Danièle Thompson : Leur amitié avant tout. Mon film, ce n’est pas purement et simplement un biopic, mais plutôt l’histoire de cette amitié entre deux hommes à travers un long tronçon de vie, de l’enfance jusqu’à la fin de la quarantaine. Ce sont deux grands artistes du XIXe, le plus grand siècle pour ce qui est de la littérature et de la peinture en France. C’est à la fois un récit sur la difficulté de garder l’amitié, un problème aussi difficile que de garder l’amour très longtemps parce que l’amour est une fusion entre deux personnes. Mais l’amitié, elle, est pleine d’embûches avec ce que la vie apporte comme choix politiques, artistiques, amoureux, et professionnels et qui peuvent tous nous séparer.
É.L.C. : Cette amitié unit deux artistes qui ne viennent pas du même milieu et qui ne vivront pas au même moment la reconnaissance du public et de leurs pairs. Ça devient le moteur du film, non?
D.T. : Oui, car les deux trajectoires sont vraiment intéressantes. L’un vient d’un milieu bourgeois, l’autre d’un milieu crève la faim et pourtant les destinées de Cézanne et de Zola vont s’inverser. Zola va vivre de sa plume et se plaira à devenir peu à peu bourgeois. Cézanne lui, se marginalise, il rejette l’aristocratie et vit dans une quasi-misère. Tout est inversé. Le succès vient rapidement à l’un et ne viendra jamais à l’autre de son vivant. Il faut dire qu’avec son caractère, ce n’était pas facile d’apprécier Cézanne. Aujourd’hui, on le mettrait dans la catégorie des personnes bipolaires. De plus, son art était incompris. Zola, lui, vivra aussi des difficultés, mais plus tard avec l’affaire Dreyfus, une histoire qui a divisé la France de l’époque et qui l’obligera à s’exiler.
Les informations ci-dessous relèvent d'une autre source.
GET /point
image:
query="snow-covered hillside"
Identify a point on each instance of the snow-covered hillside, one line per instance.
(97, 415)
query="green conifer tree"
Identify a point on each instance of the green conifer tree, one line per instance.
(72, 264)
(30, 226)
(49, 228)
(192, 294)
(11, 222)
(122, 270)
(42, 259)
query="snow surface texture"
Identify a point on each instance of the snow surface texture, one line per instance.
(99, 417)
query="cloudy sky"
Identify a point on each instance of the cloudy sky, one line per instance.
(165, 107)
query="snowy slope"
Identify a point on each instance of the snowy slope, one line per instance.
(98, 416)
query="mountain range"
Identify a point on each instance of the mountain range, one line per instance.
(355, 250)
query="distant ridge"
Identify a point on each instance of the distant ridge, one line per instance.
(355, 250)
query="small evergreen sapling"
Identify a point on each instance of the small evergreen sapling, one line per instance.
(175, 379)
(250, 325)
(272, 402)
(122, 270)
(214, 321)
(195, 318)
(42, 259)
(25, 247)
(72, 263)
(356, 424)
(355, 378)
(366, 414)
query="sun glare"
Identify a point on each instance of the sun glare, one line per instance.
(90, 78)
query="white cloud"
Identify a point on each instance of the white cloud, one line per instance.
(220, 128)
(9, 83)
D’ailleurs, sa mort serait peut-être en réalité un assassinat. Mais bref, ce sont deux êtres dotés d’une grande force artistique et d’une touchante fragilité. C’est ce que je voulais aborder dans mon film.
É.L.C. : Récemment, vous avez fait la manchette quand les médias ont annoncé que vous planchiez sur Rabbi Jacqueline, la suite de Rabbi Jacob. Qu’en est-il?
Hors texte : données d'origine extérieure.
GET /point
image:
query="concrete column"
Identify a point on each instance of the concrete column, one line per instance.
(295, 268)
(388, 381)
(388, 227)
D.T. : Ce n’est pas un Rabbi Jacob 2, mais une suite distancée se déroulant 40 ans plus tard avec au centre un personnage féminin. Jul, mon coscénariste (scénariste des nouvelles BD de Lucky Luke), et moi avons imaginé ce qui se passerait aujourd’hui avec les enfants et les petits-enfants des personnages du film, de Victor Pivert, de Slimane, de la famille Schmoll et de Rabbi Jacob, tous évoluant dans le monde d’aujourd’hui. Ce sera évidemment très différent de l’époque du premier, et ce, même si certains conflits sont toujours actifs. La civilisation moderne avec ce mélange des communautés est toujours un fort beau sujet, mais c’est aussi un domaine très complexe. J’ai écrit Rabbi Jacob à l’époque avec mon père et on a bossé comme des malades sur le scénario, donc je sais que ce qui nous attend et ce n’est pas simple. Les gens aiment tant ce film, c’est un petit chef-d’œuvre, c’est devenu un monument historique du cinéma, alors nous devons faire très attention en réalisant Rabbi Jacqueline. Le scénario n’est pas encore terminé et on s’entend pour dire qu’on ne le tournera que si on est entièrement satisfait de l’histoire.